This is likely the least busy upper Mississippi River crossing, at least the least busy of any crossing south of the Twin Cities. In fact, I was able to park on the roadway to take many of these photos. While the bridge is free today, it was a toll bridge until 1987, when the toll was 60 cents.
The photos below show a typical crossing, starting in Iowa, crossing the causeway into Sabula, exiting Sabula, following the causeway to the main channel of the river, and then crossing the main channel bridge. One question that I was left with is if there is a bridge or culvert allowing water to flow from one side of the causeway to the other leading into Sabula from the Iowa side of the crossing. The fourth photo below shows that there is in fact a small bridge in the causeway. This bridge is not easy to spot when driving across the causeway. The embankment in that photo behind the highway causeway is the railroad bridge causeway. That structure is more than a mile south of the highway causeway. This is an optical effect of using a long telephoto lens where the background is pulled closer to the viewer than it appears in nature.

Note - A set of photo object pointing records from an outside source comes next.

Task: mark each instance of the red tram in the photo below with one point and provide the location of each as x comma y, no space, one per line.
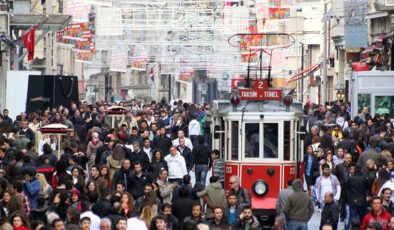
258,132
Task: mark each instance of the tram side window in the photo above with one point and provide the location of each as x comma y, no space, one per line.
234,138
286,140
252,140
271,133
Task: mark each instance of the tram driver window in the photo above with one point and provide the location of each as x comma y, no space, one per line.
252,140
271,133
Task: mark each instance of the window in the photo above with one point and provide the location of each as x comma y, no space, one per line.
384,105
286,140
363,100
271,133
234,138
252,140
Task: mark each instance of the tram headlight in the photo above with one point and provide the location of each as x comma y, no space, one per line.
260,188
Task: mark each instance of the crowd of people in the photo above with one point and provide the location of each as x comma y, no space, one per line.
131,176
349,167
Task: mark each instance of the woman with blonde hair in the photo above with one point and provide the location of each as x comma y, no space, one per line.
147,215
45,189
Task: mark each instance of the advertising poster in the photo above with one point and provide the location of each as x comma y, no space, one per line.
278,13
81,36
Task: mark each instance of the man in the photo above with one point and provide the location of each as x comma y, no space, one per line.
148,188
377,215
105,224
196,216
183,206
232,210
247,220
327,182
194,130
387,203
146,148
58,224
217,165
214,196
298,208
358,191
162,142
139,179
186,153
31,186
121,224
188,142
371,153
103,206
201,155
165,188
6,122
124,174
176,166
243,196
218,222
342,173
139,156
330,212
282,197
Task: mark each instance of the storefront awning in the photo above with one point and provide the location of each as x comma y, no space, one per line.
304,73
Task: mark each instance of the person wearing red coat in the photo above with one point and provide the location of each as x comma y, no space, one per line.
378,215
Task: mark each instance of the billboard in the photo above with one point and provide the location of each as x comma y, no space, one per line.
81,37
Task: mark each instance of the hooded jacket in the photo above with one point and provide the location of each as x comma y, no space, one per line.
176,166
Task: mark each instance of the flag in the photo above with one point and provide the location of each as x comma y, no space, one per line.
29,40
152,74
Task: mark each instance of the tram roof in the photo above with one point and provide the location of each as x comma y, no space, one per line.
260,107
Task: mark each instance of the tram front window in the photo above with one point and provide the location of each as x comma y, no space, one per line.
271,133
252,140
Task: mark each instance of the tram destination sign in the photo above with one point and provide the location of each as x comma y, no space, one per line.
260,92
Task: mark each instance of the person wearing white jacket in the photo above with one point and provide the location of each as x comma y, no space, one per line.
176,166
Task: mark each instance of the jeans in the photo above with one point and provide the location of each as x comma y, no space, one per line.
297,225
201,173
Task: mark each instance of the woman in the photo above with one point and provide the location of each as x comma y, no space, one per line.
146,215
91,192
105,175
91,150
127,205
157,164
77,175
5,202
45,189
19,222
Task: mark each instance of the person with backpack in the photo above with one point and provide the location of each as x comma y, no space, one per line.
243,196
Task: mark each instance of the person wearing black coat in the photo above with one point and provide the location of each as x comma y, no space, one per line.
183,206
139,156
162,142
102,207
187,154
311,165
330,212
124,174
358,191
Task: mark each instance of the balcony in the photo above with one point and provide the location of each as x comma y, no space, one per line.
384,5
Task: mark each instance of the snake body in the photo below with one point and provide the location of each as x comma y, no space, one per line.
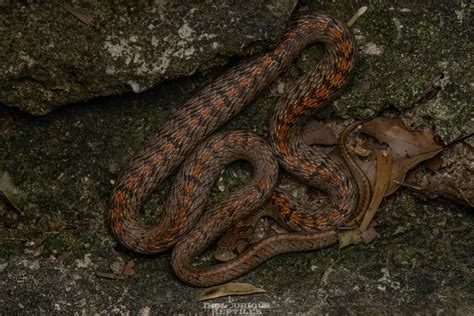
182,138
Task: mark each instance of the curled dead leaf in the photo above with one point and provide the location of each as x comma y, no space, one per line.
408,147
229,289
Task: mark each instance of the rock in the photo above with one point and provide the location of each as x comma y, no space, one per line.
54,53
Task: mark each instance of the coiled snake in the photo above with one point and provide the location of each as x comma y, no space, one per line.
184,224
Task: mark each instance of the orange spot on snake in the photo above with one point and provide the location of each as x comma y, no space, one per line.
206,155
295,217
256,71
343,64
345,48
323,173
321,92
185,200
308,222
217,102
245,81
282,147
145,169
232,92
289,119
280,49
119,196
336,79
205,111
181,133
168,147
264,183
336,32
299,109
189,187
193,122
334,215
309,101
267,61
157,158
131,183
196,170
321,220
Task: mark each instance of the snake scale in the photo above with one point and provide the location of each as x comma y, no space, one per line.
186,140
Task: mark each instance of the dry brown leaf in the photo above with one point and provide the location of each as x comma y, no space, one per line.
408,148
316,133
384,167
228,289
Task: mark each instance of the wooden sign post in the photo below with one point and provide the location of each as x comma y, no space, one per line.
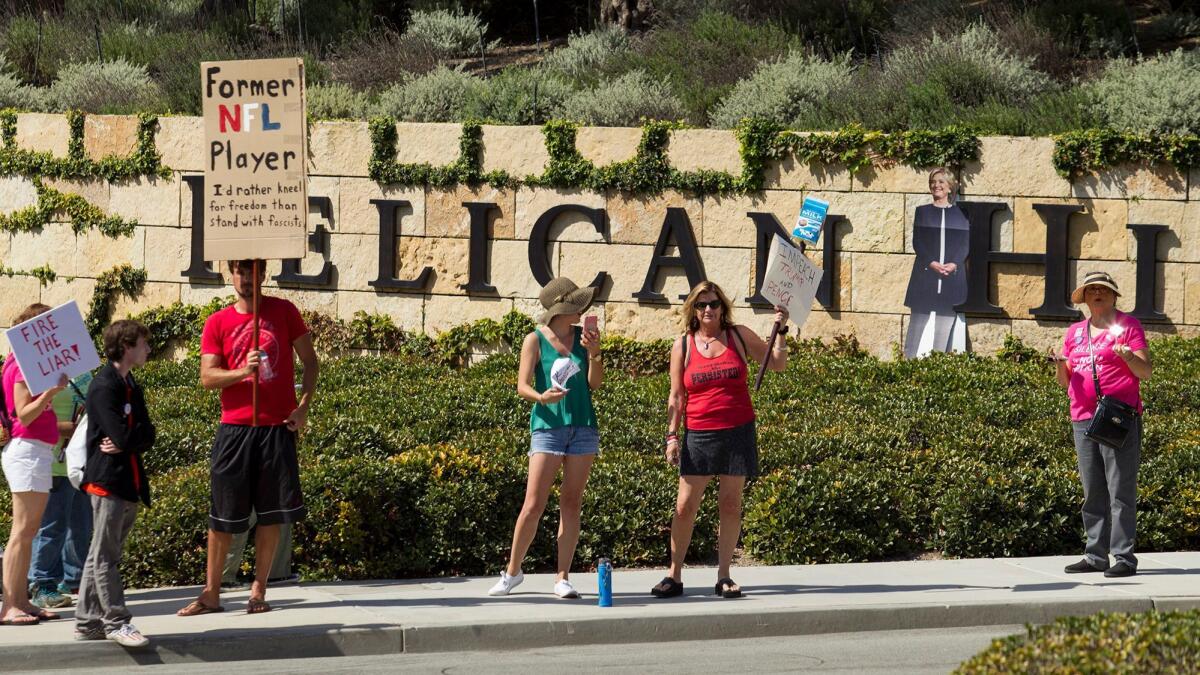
256,205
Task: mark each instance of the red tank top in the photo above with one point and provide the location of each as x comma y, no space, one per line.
718,392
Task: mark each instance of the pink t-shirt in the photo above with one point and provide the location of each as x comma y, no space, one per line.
46,426
1116,378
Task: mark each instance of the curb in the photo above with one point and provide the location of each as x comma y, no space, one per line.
384,639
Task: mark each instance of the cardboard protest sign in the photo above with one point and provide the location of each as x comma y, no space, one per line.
791,280
53,344
255,171
808,225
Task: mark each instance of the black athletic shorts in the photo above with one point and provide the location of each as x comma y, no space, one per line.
255,467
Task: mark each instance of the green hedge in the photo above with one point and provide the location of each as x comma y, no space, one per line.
415,467
1103,643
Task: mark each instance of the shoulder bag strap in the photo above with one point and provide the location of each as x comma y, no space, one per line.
737,334
1091,352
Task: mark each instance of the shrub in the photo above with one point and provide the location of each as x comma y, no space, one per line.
784,90
1153,94
105,87
589,57
624,101
451,33
1153,641
381,58
336,101
702,59
16,95
441,95
520,95
971,69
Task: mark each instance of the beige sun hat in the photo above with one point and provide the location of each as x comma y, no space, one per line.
1093,279
562,296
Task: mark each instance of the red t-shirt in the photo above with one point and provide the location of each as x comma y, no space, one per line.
229,334
718,392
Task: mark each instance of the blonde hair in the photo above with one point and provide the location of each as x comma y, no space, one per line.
30,312
951,181
690,323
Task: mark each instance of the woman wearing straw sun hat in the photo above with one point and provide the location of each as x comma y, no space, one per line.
1105,357
559,369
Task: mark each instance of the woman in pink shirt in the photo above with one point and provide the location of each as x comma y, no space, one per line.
1107,350
27,467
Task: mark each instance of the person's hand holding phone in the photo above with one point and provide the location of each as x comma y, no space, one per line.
591,339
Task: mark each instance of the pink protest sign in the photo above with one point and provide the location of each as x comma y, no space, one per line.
53,344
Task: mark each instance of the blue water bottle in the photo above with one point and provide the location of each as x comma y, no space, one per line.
604,572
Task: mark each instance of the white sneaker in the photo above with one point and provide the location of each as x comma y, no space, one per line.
505,585
129,637
564,589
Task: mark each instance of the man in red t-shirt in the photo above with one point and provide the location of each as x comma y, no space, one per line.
253,467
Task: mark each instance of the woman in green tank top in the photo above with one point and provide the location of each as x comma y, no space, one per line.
559,369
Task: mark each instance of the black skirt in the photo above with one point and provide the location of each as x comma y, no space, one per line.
721,452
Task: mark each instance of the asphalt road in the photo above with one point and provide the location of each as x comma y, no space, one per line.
892,652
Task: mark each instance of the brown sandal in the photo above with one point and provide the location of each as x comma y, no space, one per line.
257,605
197,608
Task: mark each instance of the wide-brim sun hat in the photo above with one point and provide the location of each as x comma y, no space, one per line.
1093,279
562,296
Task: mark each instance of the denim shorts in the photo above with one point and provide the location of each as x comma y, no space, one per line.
565,441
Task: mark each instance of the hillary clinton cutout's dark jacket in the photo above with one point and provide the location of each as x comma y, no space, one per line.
923,291
117,408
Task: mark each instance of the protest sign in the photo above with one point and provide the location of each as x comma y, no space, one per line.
256,203
53,344
808,225
791,280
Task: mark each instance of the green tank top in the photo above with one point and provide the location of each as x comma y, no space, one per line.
575,408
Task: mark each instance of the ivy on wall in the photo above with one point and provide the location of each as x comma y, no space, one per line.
1097,149
84,215
651,172
45,274
111,285
143,161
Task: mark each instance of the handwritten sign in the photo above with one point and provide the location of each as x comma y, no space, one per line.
256,203
808,225
53,344
791,280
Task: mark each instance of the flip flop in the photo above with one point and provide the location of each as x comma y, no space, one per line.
725,589
257,605
23,620
667,589
197,608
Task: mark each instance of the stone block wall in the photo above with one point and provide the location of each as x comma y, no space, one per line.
874,248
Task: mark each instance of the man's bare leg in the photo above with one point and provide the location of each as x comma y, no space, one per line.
219,547
267,538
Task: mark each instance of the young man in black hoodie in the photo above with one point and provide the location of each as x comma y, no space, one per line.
119,430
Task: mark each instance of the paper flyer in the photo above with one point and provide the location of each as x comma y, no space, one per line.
808,225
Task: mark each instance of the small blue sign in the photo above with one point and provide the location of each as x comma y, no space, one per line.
808,226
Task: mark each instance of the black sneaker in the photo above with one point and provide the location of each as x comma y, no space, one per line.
1121,569
1081,567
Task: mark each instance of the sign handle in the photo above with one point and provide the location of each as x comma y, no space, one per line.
771,342
255,308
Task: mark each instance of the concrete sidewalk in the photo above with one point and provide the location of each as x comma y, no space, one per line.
455,614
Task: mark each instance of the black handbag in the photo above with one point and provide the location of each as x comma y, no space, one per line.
1114,419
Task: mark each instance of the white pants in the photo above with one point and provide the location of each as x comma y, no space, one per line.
27,465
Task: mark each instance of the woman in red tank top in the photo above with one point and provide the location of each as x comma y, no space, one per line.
711,393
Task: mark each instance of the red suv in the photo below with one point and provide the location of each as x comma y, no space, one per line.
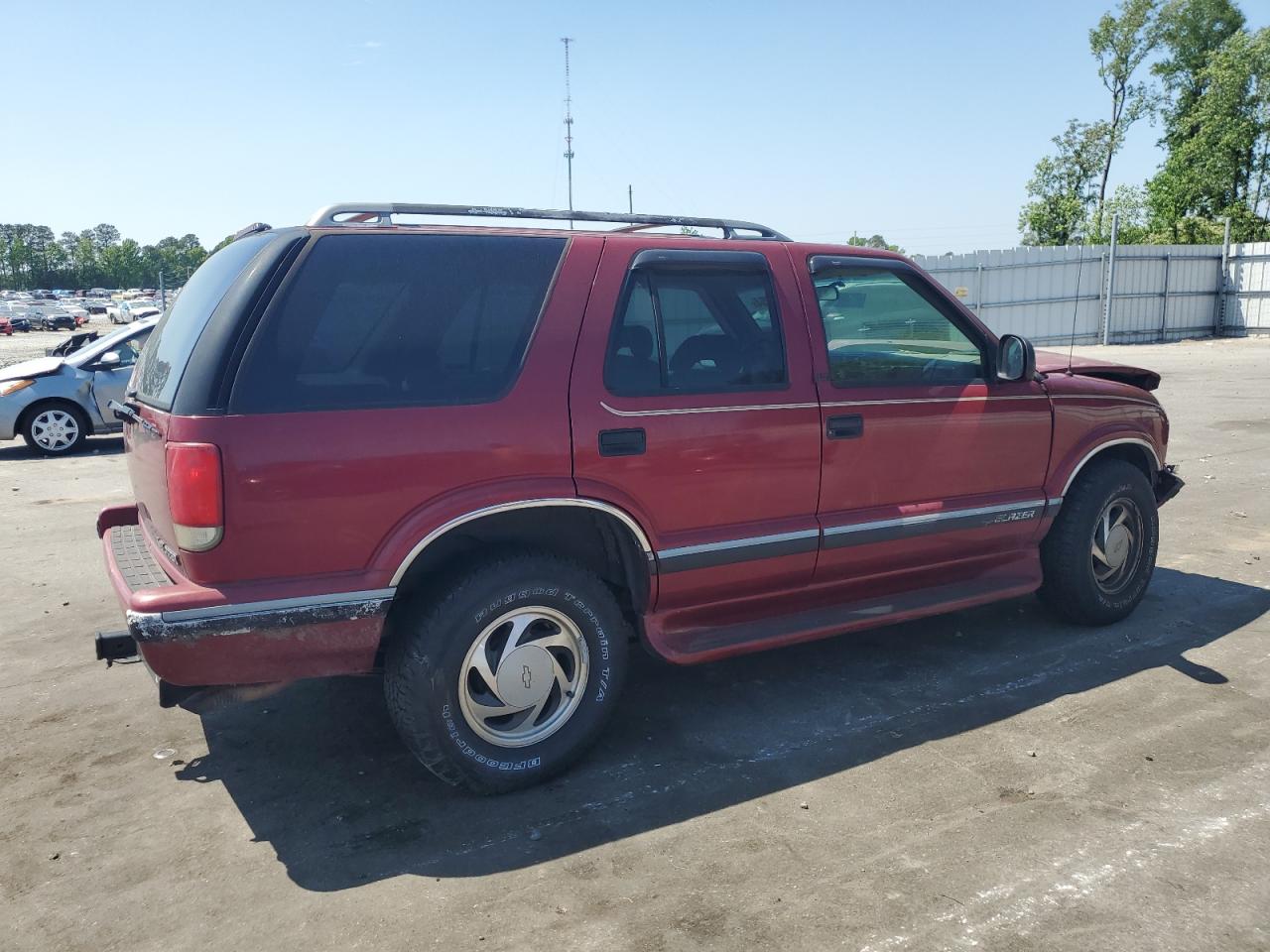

The Iron Horse Social Club, a popular destination for motorcycle riders, is located on the east side of the river in Savanna, Illinois. As a result, many cycle riders cross the Savanna-Sabula Bridge. The steel grate bridge deck makes the half-mile long bridge a very memorable part of the trip. At speeds above 35 miles per hour, a bike will vibrate so badly that it becomes unstable. If you slow down below 20 miles per hour, the wheels are going slowly enough to drop into the small holes in the grate, which throws the front end from side to side. Even at 25 or 30 miles per hour, the front tire of a bike might oscillate back and forth 2 to 4 inches. As a result, many bike riders avoid this bridge.